奴隷が一人増えた
「それにしても、その話が本当だとして何故貴様はそれ程までに嬉しそうなんだ? そして、仕えるってお前なぁ……。 下手をすればモーデル家は爵位剥奪されてもおかしくはない事ではないか。 最悪一族打首なんて事もあり得るのだから絶望したり悲しんだりするのが普通ではないのか?」
そして俺は目の前で目をキラキラさせながら俺を見つめてくるブリジットへ問いかけると、当のブリジットはその質問を待ってましたとばかりに口を開く。
「私は悪が嫌いです。 我が父上がやろうとしてた事は正義のフリをして裏では悪事を行っていたという最低な行為でございますし、その悪党は公爵家という権力も持ち合わせている巨悪でございます。 並の者では太刀打ち出来ません、それこそ皇族でも難しいでしょう。 それをカイザル様はいとも容易くやってみせたのです。 それもお一人で」
「あ、ああ。 それは先程聞いたな。 それと何が関係あるんだよ……」
そう俺が言うとブリジットはここまで言っても分からないのですか? というような顔をしてくる。
殴ってやろうか。
「いえ、カイザル様が理解出来てない筈がございませんね。 ですが、本人の口から直接聞きたいと、そう言う事であるのならば、畏まりました」
そしてブリジットは隷属の首輪をどこからともなく出すと、俺へ握らせてくる。
そもそもコイツがいうには仕えるであって奴隷では無かったはずだが目がイッているので、俺は感じたことのない種類の恐怖を感じ取った為あえて指摘はしない。

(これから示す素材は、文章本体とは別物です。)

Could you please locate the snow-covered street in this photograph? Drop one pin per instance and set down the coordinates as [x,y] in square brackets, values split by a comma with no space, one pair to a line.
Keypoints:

「モーデル家の者である私は信頼出来ないでしょうからこの隷属の首輪を私につけて下さい。 そして私の主人になってくださいっ! さすれば私はカイザル様に永遠の忠誠と、この剣を捧げる事を誓いましょうっ!! 私はっ! この剣を捧げても良いと思える様なお方に出会えたという奇跡に今、魂から喜びで溢れているのですっ!」
コイツ、ヤベー奴じゃん。
コレが、ブリジットの話を聞き終えた俺の第一印象であった。
そして俺が引いて言葉に詰まっている間もブリジットは「さあっ! この首輪をっ!!」と迫って来るではないか。
良く? 言えば猪突猛進であり、悪く言えば行動力だけはあるバカという言葉がしっくりくる。
「ち、因みに俺が拒否すればどうするつもりだ?」
「自害します」
「え? いやそこまでしな──」
「自害します。 当たり前です。 私は関係無くともモーデル家の一員である事は変わりません。 しかしながらタダでは死にません。 モーデル家を潰してから私も死にます」
「……いやでも──」
「大丈夫ですっ! カイザル様にはご迷惑を一切お掛けしないと誓いますっ!」
「……分かった。 俺の負けだ」
そして俺は長い溜息と共にブリジットへ隷属の首輪を嵌め、忠誠を誓わせる。
この日、新たに俺の奴隷が一人増えたのであった。